Она медленно подтянулась, встала на четвереньки, потом с усилием поднялась во весь рост. Желтое платье было безнадежно смято, она без толку теребила его и одергивала. Все ее тело выражало конфузливую скованность человека, убитого горем.

— Постой, я тебе дам халат. У меня есть очень красивый.

Я сбегал в спальню и принес ей мой лучший халат — черный, шелковый, с красными звездочками. Она стояла в дверях, воззрившись на занавеску из бус.

— Что это?

— Это хитрая штука. Занавеска из бус. Ну, одевайся. Где ванная, помнишь?

С моей помощью она безропотно надела халат и спустилась в ванную. Я ждал, сидя на лестнице. Она вышла и полезла назад в свою комнату, двигаясь тяжело, как старуха.

— Сейчас принесу тебе гребень, а то пройди к зеркалу в мою спальню, там светлее.

Но она вернулась к себе. Я принес гребень и ручное зеркало. Она причесалась, не глядя в зеркало, и опять опустилась на матрас. Другой мебели, впрочем, и не было — столик, который Титус извлек из расщелины, еще оставался в прихожей.

— Вниз сойти не хочешь?

— Нет, я побуду здесь.

— Тогда я тебе чего-нибудь принесу.

— Мне нехорошо. Это от вина.

— Чего хочешь — чаю, кофе?

— Мне нехорошо. — Она опять легла и накрылась одеялом.

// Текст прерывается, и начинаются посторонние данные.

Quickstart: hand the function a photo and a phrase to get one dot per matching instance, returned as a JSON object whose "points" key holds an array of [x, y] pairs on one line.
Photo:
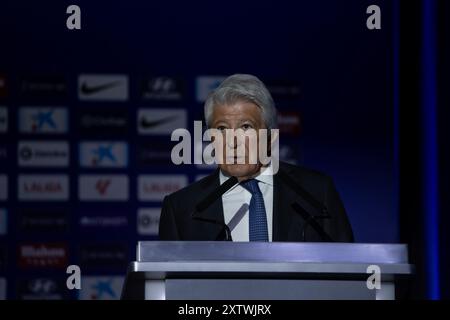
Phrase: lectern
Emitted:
{"points": [[175, 270]]}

В отчаянии я вышел, закрыл и запер дверь. После этой нарочитой апатии она вполне могла вдруг сорваться с места, выскочить из дому, исчезнуть среди скал, броситься в море.

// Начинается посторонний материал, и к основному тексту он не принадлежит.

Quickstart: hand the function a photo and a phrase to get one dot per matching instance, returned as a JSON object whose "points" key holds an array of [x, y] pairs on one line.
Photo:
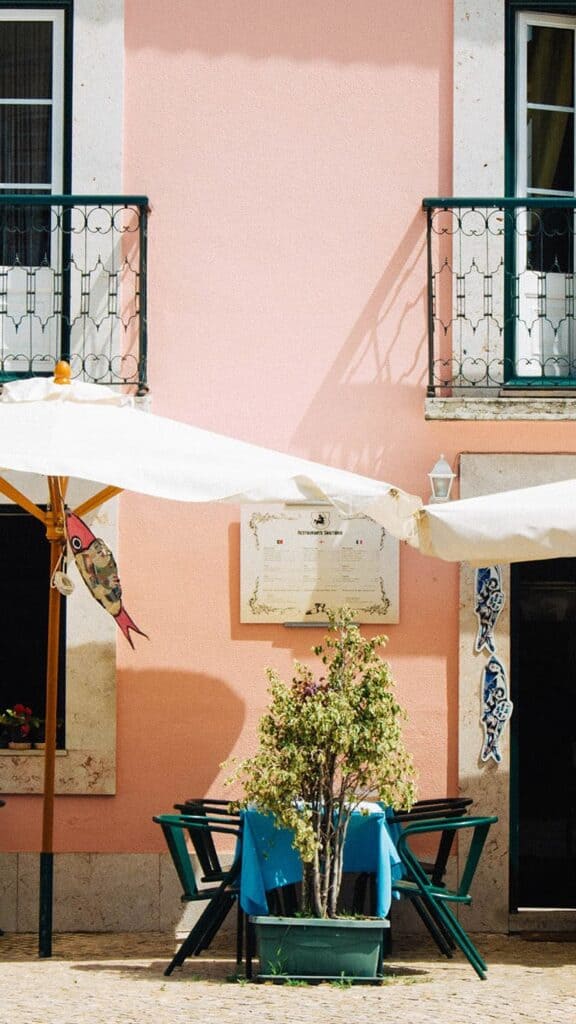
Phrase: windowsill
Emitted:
{"points": [[5, 752], [533, 407]]}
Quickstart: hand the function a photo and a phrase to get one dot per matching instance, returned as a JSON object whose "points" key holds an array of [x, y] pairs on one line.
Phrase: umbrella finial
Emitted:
{"points": [[63, 373]]}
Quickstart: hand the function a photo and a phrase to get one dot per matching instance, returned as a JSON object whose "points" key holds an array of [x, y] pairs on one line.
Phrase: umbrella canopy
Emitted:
{"points": [[65, 430], [527, 524], [86, 431]]}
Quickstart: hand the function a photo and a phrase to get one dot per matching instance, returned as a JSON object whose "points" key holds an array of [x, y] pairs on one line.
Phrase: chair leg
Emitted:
{"points": [[451, 924], [204, 930], [239, 934], [250, 946], [442, 938]]}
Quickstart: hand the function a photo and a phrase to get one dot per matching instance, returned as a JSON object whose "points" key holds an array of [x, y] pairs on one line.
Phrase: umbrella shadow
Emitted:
{"points": [[191, 721], [379, 369]]}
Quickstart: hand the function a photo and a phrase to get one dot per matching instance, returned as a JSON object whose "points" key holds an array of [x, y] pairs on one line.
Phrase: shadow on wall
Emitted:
{"points": [[190, 723], [382, 361], [341, 31]]}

Я сошел вниз. Гилберт сидел в кухне у стола. При моем появлении он почтительно встал. Титус, стоя у плиты, с которой он научился управляться, жарил яичницу. Он уже чувствовал себя здесь как дома. Это и порадовало меня, и раздосадовало.

— Доброго утречка, хозяин, — сказал Гилберт.

— Привет, папочка.

Шутка Титуса мне не понравилась.

— Если непременно хочешь фамильярничать, имей в виду, что мое имя — Чарльз.

— Извиняюсь, мистер Эрроуби. Как сегодня чувствует себя моя мать?

— Ох, Титус, Титус…

— Поешь яичницы, — сказал Гилберт.

— Я ей отнесу чай. Она как пьет, с молоком, с сахаром?

— Не помню.

Я собрал на поднос чай, молоко и сахар, хлеб, масло, джем. Снес наверх и отпер дверь, держа поднос на одной руке. Хартли по-прежнему лежала под одеялом.

— Смотри, какой вкусный завтрак.

Она ответила почти театрально страдальческим взглядом.

— Подожди, сейчас принесу стул и стол. — Я сбежал вниз и вернулся с тем столиком и со стулом. Переставил все с подноса на стол. — Ну, иди, милая, а то чай остынет. И еще смотри, какой я тебе принес подарок, камень, самый красивый на всем берегу.

Я положил рядом с ее тарелкой тот овальный камень, мою первую находку, моей коллекции, большой, пятнисто-розовый, неровно исчерченный белыми полосками, образующими узор, перед которым склонились бы во прах Клее и Мондриан.[28]

Хартли приблизилась медленно, ползком, потом встала и плотно запахнулась в халат. На камень она не взглянула и не коснулась его. Я обнял ее и поцеловал похожие на парик волосы. Потом поцеловал теплое, укрытое шелком плечо. Потом вышел и запер дверь. О возвращении домой она не заговорила — и то хорошо. Наверно, боится. А уж если ей сейчас страшно думать о возвращении, тогда каждый лишний час, проведенный ею здесь, усилит мои позиции. Я не удивился, обнаружив позднее, что чаю она попила, но к еде не притронулась.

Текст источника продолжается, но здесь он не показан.